As a recent Ph.D.-graduate-turned-high-school-teacher, I am constantly fielding questions about my transition. These come from my former graduate student friends, my current colleagues and even a few from my students. People seem shockingly interested in why someone would give up the “glamorous” research life to be around adolescents all day. Here are a few of the most common:
Do you need a Ph.D. to teach high school?
Nope. I’ve actually heard that it can be detrimental when searching for a job in some public school districts that are required to pay higher salaries to Ph.D. holders. My private school (thankfully??) isn’t constrained by these restrictions. However, in my limited interactions with other Ph.D.s turned K-12 teachers, private schools do tend to value the expertise associated with highly specialized degrees.
I do often find myself thankful for my Ph.D. training. It allows me to talk to my students with a level of authority not typically granted to other members of my department (by either students or parents). When I tell them, “researchers haven’t figured that part out yet,” they usually believe me. They don’t seem to be thinking “you don’t actually know the answer, do you?” I have no problem pulling off bacterial transformation labs or gel electrophoresis labs. So in many ways, I’ve found that my Ph.D. training (and degree title) have made being a teacher easier.
Do you miss science?
Not at all. In fact, in some ways I feel more integrated with science as an overall disciple when compared to my days cloning (and recloning… and recloning) in the lab. I spend most of my day talking about the really cool parts of biology. My AP Biology course is starting the fall with a unit on microRNAs. I go on frequent research lab tours with a senior level research class. My Science Olympiad (https://www.soinc.org) team recently won a competition by building an accurate 3D model of a TALEN protein, complete with amino acid side chains in the catalytic site. As I teach, I also am forced to relearn plant and ecosystem biology, disciplines previously relegated to the unreachable areas of my memory. This summer, I’ve spent lots of time with my energetic toddler—while she naps, I edit scientific manuscripts written by non-native English speakers. So I usually don’t feel like I’ve left science at all.
What do you miss about the lab?
I seriously miss the flexibility. I’ve never been good at sleeping in, so when I was in the lab, I always worked regular hours. But if I needed to go to the dentist or head home with a migraine, I could. Now, according to my contract, I have to be at school from 7:30-3:30 (but am usually there longer), with limited exceptions. Of course, if I need to stay home with my sick daughter, I can; however, I have to get a sub, write sub plans and make sure I keep a very close eye on my email. In general, this doesn’t bother me. But when I was breastfeeding my daughter, I was highly frustrated by the 10 minute breaks between classes.
Could you go back and do a postdoc, if you wanted? (I get this question mainly from my educator colleagues)
I’m not sure. I don’t think so. Technology changes so quickly in biomedical research, that I think it would be challenging to return to the lab after a long hiatus. That being said, I’m not sure I’ll be away from academia forever. Long term, I can envision myself going into a university-affiliated science outreach position.
What has been the hardest thing about your transition?
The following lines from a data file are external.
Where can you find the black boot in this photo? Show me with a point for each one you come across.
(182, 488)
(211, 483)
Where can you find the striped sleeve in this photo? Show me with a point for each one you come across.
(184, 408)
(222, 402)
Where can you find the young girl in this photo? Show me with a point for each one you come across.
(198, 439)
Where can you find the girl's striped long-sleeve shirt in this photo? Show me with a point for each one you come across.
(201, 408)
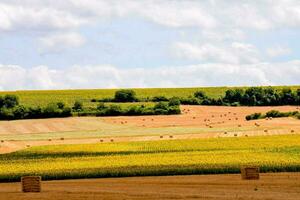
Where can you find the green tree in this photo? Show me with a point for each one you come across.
(125, 96)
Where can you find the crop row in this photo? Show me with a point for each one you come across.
(221, 155)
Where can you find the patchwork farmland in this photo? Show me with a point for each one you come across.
(202, 140)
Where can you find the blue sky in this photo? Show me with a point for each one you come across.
(150, 43)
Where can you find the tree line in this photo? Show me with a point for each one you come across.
(252, 96)
(11, 109)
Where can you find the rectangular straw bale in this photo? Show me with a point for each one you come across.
(250, 173)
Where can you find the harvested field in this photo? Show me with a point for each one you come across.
(277, 186)
(195, 122)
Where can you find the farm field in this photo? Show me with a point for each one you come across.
(144, 158)
(195, 122)
(275, 186)
(44, 97)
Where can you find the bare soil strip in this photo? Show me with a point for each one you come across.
(275, 186)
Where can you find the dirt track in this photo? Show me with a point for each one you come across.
(281, 186)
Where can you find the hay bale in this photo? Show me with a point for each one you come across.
(250, 172)
(31, 183)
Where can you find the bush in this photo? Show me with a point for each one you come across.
(159, 98)
(78, 106)
(190, 101)
(113, 110)
(20, 112)
(254, 116)
(9, 101)
(200, 95)
(174, 101)
(125, 96)
(274, 113)
(60, 105)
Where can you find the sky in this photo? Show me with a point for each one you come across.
(69, 44)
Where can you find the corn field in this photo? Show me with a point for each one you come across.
(173, 157)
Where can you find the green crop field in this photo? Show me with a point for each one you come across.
(173, 157)
(43, 97)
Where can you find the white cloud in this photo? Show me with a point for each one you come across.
(107, 76)
(58, 41)
(278, 51)
(261, 15)
(24, 16)
(234, 53)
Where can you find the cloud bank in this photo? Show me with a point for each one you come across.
(107, 76)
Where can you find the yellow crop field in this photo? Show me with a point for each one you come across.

In some ways, I feel like a big, fat copout. I spent a lot of time in graduate school advocating for women’s issues in science. I was, and remain, passionate about retention of women in scientific disciplines. Even now, I feel strongly that institutional policies need to change to support the success of women at all levels. So when I take a step back and look at my professional biography, I am dismayed to see a well-funded, well-published graduate student that has left research to pursue a career in a historically female dominated field with mediocre pay. When I start to feel this way, my hugely supportive husband gently reminds me that I am still advancing the careers of women, as a well-educated women science teacher at an all-female school. In an effort to fight the negative feeling that sometimes surface, I aim to be the very best teacher I can be.
Do you regret your Ph.D.? (I usually find myself asking this question, after a particularly hard day)
I hope that in 10 years, when I revisit my professional biography, there will be some obvious purpose to my 5+ years spent in graduate school. I hope that my training will have improved my teaching in a clear and tangible way. For now, I try to put this question out of my mind. And when students come to me interested in biomedical science, I encourage them to consider biomedical engineering.